Let $k$ be an algebraically closed field of characteristic $0$.

Let $A := k \langle x,x^{-1},y \rangle /(xy-qyx, x^{d_1}-ay^{d_2})$, where deg$(x)>0$, deg$(y)>0$, $q,a \in k^*$ and $d_1\text{deg}(x)=d_2\text{deg}(y)$. From this, we think of $A$ as a $\mathbb{Z}$-graded algebra over $k$.

We also assume $q^{d_1}=q^{d_2}=1$.

Let $\text{Mod}(A)$ be the category of right $A$-modules and $\text{Gr}(A)$ be the category of graded right $A$-modules.
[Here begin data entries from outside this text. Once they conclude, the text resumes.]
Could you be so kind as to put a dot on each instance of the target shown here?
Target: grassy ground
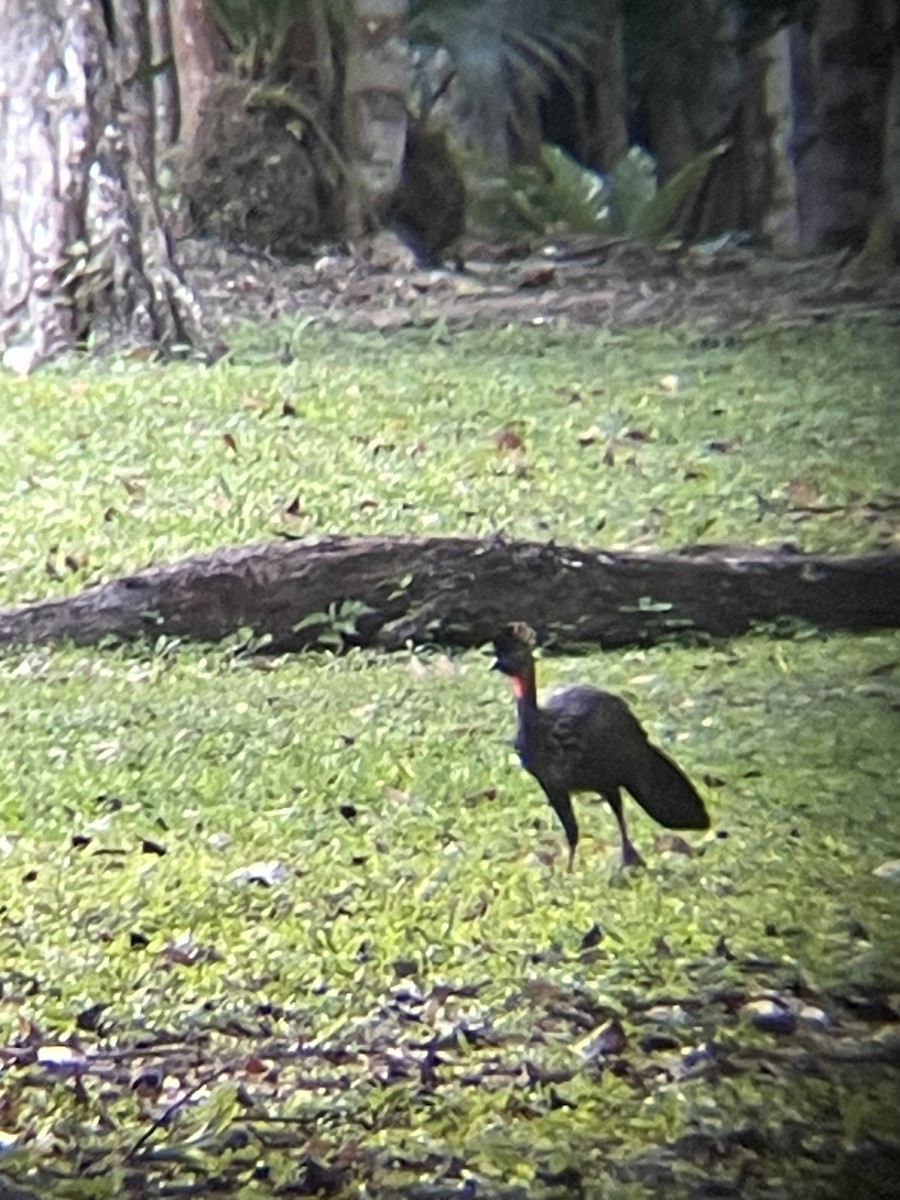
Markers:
(417, 994)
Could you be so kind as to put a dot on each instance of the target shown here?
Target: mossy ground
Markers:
(412, 997)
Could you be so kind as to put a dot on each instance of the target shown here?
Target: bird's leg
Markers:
(562, 805)
(630, 856)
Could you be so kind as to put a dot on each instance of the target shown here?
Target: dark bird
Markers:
(585, 739)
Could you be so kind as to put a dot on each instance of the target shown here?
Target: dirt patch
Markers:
(588, 282)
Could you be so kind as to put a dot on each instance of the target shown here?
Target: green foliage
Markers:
(561, 196)
(658, 216)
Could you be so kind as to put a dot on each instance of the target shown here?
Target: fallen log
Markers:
(459, 591)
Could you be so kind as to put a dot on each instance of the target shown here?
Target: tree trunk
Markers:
(841, 76)
(83, 252)
(201, 55)
(377, 79)
(390, 591)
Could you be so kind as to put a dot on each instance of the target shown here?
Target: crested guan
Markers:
(585, 739)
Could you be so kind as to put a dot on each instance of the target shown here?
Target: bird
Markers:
(585, 739)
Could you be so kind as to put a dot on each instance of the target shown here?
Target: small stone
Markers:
(769, 1015)
(667, 1014)
(817, 1018)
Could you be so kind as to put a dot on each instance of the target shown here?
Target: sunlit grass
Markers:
(405, 847)
(789, 437)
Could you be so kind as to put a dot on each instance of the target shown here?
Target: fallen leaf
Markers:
(509, 441)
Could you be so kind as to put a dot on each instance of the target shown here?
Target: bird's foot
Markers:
(630, 856)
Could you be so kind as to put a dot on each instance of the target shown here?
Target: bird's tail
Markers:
(665, 792)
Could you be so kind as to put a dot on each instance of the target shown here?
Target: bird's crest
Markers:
(515, 635)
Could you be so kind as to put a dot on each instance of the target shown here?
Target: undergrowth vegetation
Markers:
(303, 923)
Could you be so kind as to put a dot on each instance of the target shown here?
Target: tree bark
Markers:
(84, 249)
(460, 591)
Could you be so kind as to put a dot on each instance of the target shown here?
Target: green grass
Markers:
(106, 472)
(409, 999)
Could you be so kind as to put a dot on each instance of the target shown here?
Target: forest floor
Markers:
(576, 281)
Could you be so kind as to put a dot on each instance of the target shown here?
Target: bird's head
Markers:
(514, 647)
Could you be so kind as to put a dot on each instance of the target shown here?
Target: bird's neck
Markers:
(526, 693)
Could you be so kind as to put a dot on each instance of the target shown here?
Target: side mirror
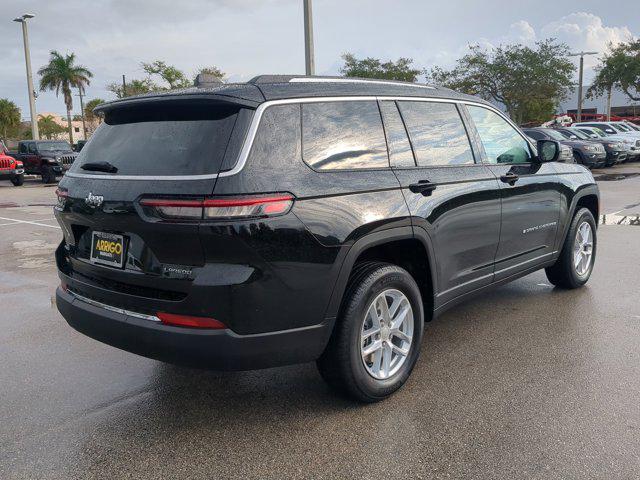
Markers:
(548, 151)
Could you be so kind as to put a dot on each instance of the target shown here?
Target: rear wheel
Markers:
(575, 263)
(48, 175)
(377, 337)
(18, 180)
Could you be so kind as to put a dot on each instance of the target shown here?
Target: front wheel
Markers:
(376, 340)
(18, 180)
(575, 263)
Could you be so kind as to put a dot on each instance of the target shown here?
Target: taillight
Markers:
(189, 321)
(223, 208)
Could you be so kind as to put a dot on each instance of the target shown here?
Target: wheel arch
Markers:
(396, 245)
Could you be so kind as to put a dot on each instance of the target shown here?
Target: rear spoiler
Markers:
(180, 98)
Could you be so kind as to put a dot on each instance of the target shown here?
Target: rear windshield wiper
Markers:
(99, 167)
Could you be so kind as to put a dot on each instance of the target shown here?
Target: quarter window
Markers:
(343, 135)
(400, 152)
(502, 143)
(437, 133)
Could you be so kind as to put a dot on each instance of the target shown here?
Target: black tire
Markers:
(563, 273)
(48, 175)
(18, 180)
(341, 365)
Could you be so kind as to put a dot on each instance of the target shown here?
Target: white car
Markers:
(632, 143)
(610, 128)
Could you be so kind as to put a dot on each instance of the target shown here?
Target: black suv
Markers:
(292, 219)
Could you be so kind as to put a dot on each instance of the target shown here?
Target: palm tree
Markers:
(9, 117)
(61, 73)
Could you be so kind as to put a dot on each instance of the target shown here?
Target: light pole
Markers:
(84, 126)
(581, 55)
(309, 60)
(27, 58)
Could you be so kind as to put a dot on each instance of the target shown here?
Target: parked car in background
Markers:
(326, 220)
(47, 158)
(631, 125)
(589, 154)
(10, 168)
(616, 150)
(632, 144)
(610, 128)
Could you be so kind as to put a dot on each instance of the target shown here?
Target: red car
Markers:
(10, 168)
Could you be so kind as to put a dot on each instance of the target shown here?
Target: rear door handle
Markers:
(510, 178)
(425, 187)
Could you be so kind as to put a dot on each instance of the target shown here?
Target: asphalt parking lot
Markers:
(525, 382)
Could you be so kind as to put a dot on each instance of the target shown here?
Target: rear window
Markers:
(162, 139)
(343, 135)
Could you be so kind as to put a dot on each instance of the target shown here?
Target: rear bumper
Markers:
(202, 348)
(10, 173)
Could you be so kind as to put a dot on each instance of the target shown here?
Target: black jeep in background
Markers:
(47, 158)
(293, 219)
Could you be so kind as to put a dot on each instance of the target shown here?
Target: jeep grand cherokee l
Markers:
(292, 219)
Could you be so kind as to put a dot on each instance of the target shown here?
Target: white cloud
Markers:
(586, 32)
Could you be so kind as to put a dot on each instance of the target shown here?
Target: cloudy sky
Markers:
(248, 37)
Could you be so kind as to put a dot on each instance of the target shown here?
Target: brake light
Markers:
(189, 321)
(255, 206)
(61, 193)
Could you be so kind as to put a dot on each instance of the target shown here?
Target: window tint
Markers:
(400, 152)
(602, 126)
(437, 133)
(343, 135)
(502, 143)
(535, 135)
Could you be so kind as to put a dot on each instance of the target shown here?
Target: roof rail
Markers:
(357, 80)
(260, 79)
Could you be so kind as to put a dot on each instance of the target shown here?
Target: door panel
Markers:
(450, 196)
(530, 214)
(462, 218)
(530, 198)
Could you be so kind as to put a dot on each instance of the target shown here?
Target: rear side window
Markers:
(400, 152)
(343, 135)
(502, 143)
(162, 139)
(437, 133)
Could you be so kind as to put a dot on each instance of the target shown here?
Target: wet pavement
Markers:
(524, 382)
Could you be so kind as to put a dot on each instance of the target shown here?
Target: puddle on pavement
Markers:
(613, 177)
(35, 253)
(620, 220)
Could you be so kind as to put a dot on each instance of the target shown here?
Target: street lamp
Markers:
(27, 58)
(581, 55)
(309, 60)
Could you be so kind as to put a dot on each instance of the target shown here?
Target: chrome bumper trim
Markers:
(122, 311)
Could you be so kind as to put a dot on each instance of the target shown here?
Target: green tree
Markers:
(48, 127)
(168, 73)
(370, 67)
(212, 70)
(9, 118)
(61, 74)
(529, 82)
(133, 87)
(620, 69)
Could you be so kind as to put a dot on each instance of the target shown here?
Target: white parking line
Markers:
(14, 221)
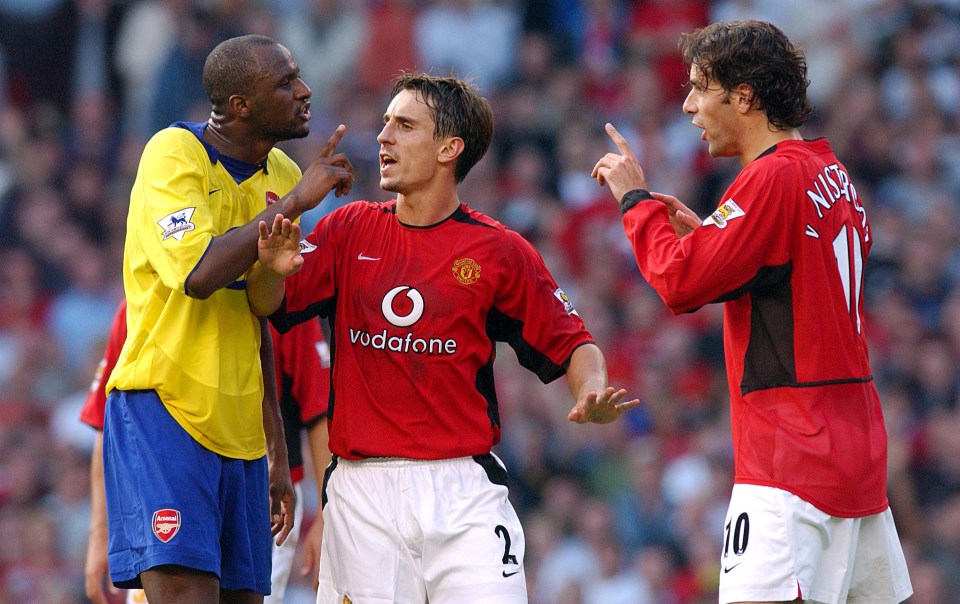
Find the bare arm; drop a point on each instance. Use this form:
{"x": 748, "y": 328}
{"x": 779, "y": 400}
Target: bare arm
{"x": 231, "y": 254}
{"x": 587, "y": 379}
{"x": 282, "y": 497}
{"x": 320, "y": 456}
{"x": 95, "y": 568}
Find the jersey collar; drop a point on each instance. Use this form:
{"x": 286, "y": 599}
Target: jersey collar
{"x": 239, "y": 170}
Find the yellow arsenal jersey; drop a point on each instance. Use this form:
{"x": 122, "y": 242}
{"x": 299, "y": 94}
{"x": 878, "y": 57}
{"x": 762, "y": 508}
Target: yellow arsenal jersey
{"x": 201, "y": 356}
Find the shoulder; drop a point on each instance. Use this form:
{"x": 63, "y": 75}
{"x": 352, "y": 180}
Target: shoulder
{"x": 279, "y": 161}
{"x": 173, "y": 142}
{"x": 508, "y": 241}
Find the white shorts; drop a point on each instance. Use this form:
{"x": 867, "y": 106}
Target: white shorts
{"x": 282, "y": 557}
{"x": 407, "y": 532}
{"x": 777, "y": 547}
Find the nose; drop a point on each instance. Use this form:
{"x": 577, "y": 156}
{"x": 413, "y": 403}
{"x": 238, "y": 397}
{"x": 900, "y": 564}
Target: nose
{"x": 689, "y": 105}
{"x": 303, "y": 91}
{"x": 384, "y": 135}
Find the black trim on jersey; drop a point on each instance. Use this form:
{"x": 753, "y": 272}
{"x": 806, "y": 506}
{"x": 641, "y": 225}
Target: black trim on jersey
{"x": 495, "y": 472}
{"x": 290, "y": 413}
{"x": 502, "y": 328}
{"x": 326, "y": 478}
{"x": 464, "y": 218}
{"x": 332, "y": 343}
{"x": 769, "y": 360}
{"x": 767, "y": 279}
{"x": 632, "y": 198}
{"x": 485, "y": 386}
{"x": 862, "y": 380}
{"x": 284, "y": 321}
{"x": 769, "y": 151}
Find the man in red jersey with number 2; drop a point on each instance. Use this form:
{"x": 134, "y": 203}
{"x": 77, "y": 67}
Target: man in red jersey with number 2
{"x": 784, "y": 251}
{"x": 419, "y": 290}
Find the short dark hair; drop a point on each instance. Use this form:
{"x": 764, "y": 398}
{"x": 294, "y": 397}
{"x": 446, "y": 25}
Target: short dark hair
{"x": 760, "y": 55}
{"x": 231, "y": 67}
{"x": 457, "y": 109}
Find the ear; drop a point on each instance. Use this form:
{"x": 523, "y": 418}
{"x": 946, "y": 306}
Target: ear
{"x": 238, "y": 105}
{"x": 744, "y": 98}
{"x": 451, "y": 149}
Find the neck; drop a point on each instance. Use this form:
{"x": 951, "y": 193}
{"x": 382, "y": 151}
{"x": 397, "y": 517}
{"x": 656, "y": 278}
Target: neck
{"x": 233, "y": 143}
{"x": 421, "y": 210}
{"x": 763, "y": 138}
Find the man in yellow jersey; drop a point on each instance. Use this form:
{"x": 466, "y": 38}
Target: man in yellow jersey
{"x": 188, "y": 432}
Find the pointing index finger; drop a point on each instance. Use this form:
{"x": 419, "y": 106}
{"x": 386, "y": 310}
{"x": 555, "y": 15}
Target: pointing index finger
{"x": 332, "y": 142}
{"x": 620, "y": 142}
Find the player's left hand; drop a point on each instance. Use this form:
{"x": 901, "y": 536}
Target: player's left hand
{"x": 283, "y": 501}
{"x": 601, "y": 408}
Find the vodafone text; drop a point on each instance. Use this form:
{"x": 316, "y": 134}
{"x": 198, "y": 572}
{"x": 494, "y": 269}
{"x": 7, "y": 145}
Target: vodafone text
{"x": 402, "y": 344}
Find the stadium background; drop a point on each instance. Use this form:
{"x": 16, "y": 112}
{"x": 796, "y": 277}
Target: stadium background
{"x": 628, "y": 513}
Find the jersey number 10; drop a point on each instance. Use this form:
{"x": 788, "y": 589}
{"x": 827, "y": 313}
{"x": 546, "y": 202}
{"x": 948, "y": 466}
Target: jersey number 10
{"x": 851, "y": 273}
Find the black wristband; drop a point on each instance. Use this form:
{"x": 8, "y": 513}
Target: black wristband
{"x": 632, "y": 198}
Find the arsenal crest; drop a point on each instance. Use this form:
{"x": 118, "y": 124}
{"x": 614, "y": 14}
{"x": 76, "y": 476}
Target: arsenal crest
{"x": 165, "y": 524}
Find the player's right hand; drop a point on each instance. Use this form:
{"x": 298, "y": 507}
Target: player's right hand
{"x": 682, "y": 219}
{"x": 278, "y": 247}
{"x": 329, "y": 172}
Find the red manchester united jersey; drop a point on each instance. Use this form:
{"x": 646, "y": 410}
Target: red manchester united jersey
{"x": 415, "y": 314}
{"x": 94, "y": 406}
{"x": 785, "y": 251}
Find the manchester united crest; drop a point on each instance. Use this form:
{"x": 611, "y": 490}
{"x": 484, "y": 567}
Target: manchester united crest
{"x": 466, "y": 270}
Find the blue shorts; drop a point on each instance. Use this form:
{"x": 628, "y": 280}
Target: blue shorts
{"x": 171, "y": 501}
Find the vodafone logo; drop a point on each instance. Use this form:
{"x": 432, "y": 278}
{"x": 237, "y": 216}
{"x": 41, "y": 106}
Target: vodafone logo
{"x": 412, "y": 316}
{"x": 166, "y": 524}
{"x": 402, "y": 311}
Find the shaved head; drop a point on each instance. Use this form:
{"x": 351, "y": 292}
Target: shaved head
{"x": 232, "y": 68}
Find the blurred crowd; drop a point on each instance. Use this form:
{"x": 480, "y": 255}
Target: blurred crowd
{"x": 628, "y": 513}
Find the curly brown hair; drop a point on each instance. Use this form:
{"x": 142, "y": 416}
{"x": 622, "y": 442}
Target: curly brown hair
{"x": 457, "y": 109}
{"x": 760, "y": 55}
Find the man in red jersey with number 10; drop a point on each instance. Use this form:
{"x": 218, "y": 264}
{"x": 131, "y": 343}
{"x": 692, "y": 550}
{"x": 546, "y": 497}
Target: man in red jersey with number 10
{"x": 784, "y": 251}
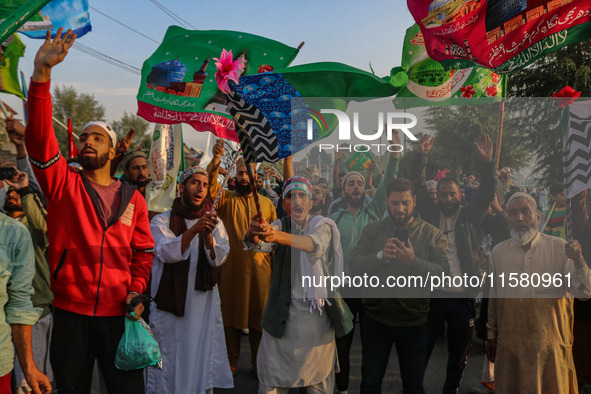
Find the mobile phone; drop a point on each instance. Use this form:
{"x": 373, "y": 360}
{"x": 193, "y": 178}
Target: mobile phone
{"x": 7, "y": 173}
{"x": 401, "y": 234}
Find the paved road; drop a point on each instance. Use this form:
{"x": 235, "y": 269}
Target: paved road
{"x": 245, "y": 383}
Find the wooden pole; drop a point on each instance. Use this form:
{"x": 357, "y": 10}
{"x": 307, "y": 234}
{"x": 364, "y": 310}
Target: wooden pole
{"x": 500, "y": 134}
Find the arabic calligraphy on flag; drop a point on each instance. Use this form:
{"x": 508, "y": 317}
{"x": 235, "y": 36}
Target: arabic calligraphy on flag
{"x": 504, "y": 35}
{"x": 178, "y": 83}
{"x": 429, "y": 83}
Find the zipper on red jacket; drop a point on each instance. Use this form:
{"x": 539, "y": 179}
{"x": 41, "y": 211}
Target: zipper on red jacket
{"x": 98, "y": 288}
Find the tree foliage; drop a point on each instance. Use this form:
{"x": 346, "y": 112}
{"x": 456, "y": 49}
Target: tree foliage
{"x": 457, "y": 128}
{"x": 543, "y": 134}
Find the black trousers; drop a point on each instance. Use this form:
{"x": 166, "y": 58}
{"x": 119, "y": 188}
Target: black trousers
{"x": 77, "y": 341}
{"x": 344, "y": 345}
{"x": 459, "y": 315}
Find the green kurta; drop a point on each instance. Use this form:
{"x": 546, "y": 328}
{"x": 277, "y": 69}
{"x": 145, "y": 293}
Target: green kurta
{"x": 246, "y": 276}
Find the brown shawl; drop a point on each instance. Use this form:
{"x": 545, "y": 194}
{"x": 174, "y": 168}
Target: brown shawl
{"x": 172, "y": 291}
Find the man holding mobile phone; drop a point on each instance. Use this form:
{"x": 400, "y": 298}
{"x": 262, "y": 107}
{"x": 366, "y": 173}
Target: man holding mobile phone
{"x": 399, "y": 246}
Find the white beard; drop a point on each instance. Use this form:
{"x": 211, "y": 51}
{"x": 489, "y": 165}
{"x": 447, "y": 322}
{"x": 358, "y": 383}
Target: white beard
{"x": 524, "y": 237}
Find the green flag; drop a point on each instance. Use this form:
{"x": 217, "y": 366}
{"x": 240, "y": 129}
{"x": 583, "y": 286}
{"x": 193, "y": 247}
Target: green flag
{"x": 430, "y": 84}
{"x": 178, "y": 81}
{"x": 11, "y": 49}
{"x": 359, "y": 161}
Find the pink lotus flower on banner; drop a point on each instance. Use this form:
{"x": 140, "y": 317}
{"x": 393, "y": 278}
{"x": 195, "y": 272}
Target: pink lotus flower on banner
{"x": 227, "y": 70}
{"x": 467, "y": 91}
{"x": 566, "y": 96}
{"x": 491, "y": 90}
{"x": 441, "y": 174}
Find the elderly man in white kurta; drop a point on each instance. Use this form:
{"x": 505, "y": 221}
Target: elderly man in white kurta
{"x": 298, "y": 345}
{"x": 186, "y": 319}
{"x": 530, "y": 333}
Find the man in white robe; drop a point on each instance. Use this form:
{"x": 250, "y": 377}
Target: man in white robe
{"x": 298, "y": 344}
{"x": 186, "y": 319}
{"x": 530, "y": 319}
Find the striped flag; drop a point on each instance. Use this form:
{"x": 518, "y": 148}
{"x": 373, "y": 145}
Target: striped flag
{"x": 164, "y": 164}
{"x": 271, "y": 110}
{"x": 577, "y": 149}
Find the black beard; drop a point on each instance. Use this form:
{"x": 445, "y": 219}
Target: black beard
{"x": 449, "y": 210}
{"x": 190, "y": 205}
{"x": 349, "y": 199}
{"x": 93, "y": 163}
{"x": 400, "y": 222}
{"x": 243, "y": 190}
{"x": 140, "y": 183}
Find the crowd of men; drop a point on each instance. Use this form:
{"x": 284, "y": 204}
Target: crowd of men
{"x": 78, "y": 247}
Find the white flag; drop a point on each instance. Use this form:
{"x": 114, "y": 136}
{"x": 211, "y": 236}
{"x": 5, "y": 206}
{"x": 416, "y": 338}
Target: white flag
{"x": 577, "y": 149}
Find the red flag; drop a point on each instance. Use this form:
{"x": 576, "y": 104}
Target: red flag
{"x": 72, "y": 151}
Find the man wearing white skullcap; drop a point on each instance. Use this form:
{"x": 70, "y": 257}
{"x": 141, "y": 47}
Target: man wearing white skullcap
{"x": 530, "y": 334}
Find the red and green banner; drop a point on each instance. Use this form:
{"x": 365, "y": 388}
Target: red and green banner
{"x": 429, "y": 83}
{"x": 359, "y": 161}
{"x": 178, "y": 81}
{"x": 503, "y": 35}
{"x": 10, "y": 52}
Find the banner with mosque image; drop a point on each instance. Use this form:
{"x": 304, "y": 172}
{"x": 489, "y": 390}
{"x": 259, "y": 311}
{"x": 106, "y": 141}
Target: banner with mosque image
{"x": 178, "y": 82}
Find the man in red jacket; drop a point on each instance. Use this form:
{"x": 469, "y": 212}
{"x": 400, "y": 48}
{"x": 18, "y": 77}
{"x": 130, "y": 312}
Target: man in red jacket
{"x": 100, "y": 246}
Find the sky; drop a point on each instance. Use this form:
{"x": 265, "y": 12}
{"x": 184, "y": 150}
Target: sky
{"x": 354, "y": 32}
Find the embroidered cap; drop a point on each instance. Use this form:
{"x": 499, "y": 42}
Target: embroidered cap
{"x": 297, "y": 183}
{"x": 189, "y": 172}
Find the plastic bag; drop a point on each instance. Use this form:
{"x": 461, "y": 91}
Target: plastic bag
{"x": 137, "y": 348}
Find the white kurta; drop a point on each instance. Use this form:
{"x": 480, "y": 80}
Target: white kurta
{"x": 193, "y": 347}
{"x": 306, "y": 354}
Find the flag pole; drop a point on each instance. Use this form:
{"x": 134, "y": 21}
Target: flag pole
{"x": 255, "y": 194}
{"x": 500, "y": 133}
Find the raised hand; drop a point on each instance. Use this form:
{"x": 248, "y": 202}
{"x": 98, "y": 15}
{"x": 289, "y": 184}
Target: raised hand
{"x": 52, "y": 53}
{"x": 484, "y": 147}
{"x": 426, "y": 143}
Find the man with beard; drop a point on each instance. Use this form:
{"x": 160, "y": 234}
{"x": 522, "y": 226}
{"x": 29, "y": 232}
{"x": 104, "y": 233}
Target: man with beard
{"x": 246, "y": 276}
{"x": 25, "y": 206}
{"x": 300, "y": 320}
{"x": 190, "y": 244}
{"x": 397, "y": 319}
{"x": 351, "y": 220}
{"x": 530, "y": 329}
{"x": 100, "y": 246}
{"x": 459, "y": 224}
{"x": 136, "y": 171}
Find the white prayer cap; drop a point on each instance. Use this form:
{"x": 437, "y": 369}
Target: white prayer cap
{"x": 516, "y": 195}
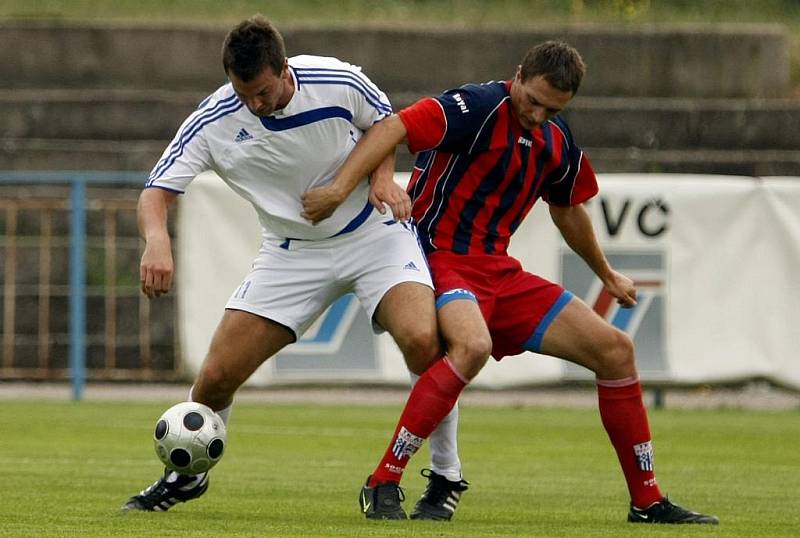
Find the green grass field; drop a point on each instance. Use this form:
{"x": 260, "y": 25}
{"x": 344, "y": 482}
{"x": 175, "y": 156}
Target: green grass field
{"x": 296, "y": 471}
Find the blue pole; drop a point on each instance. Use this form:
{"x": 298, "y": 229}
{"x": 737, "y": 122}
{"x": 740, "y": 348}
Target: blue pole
{"x": 77, "y": 281}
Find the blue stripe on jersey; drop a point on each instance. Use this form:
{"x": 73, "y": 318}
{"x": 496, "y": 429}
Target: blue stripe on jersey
{"x": 462, "y": 235}
{"x": 534, "y": 342}
{"x": 511, "y": 194}
{"x": 541, "y": 158}
{"x": 294, "y": 71}
{"x": 377, "y": 105}
{"x": 357, "y": 221}
{"x": 348, "y": 81}
{"x": 222, "y": 108}
{"x": 424, "y": 161}
{"x": 367, "y": 85}
{"x": 305, "y": 118}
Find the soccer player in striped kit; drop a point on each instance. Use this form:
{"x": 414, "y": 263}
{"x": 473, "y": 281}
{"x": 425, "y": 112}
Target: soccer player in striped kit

We define the graded global dimension $\text{gr.gl.dim}(A) := \text{sup}_{M \in \text{Gr}(A)} \text{ gr.pd}(M)$ and the global dimension $\text{gl.dim}(A):= \text{sup}_{M \in \text{Mod(A)}} \text{ pd}(M)$, where $\text{ gr.pd}(M)$ is the minimum length of graded projective resolution of $M$ and $\text{pd}(M)$ is the minimum length of projective resolutions of $M$.

**Question**

$\text{gr.gl.dim}(A) = 0$ ?

It is known that $\text{gr.gl.dim}(A) \leq \text{gl.dim}(A)$ and $\text{gr.pd}(M) = \text{pd}(M)$ for any $M \in \text{Gr}(A)$.

Thank you.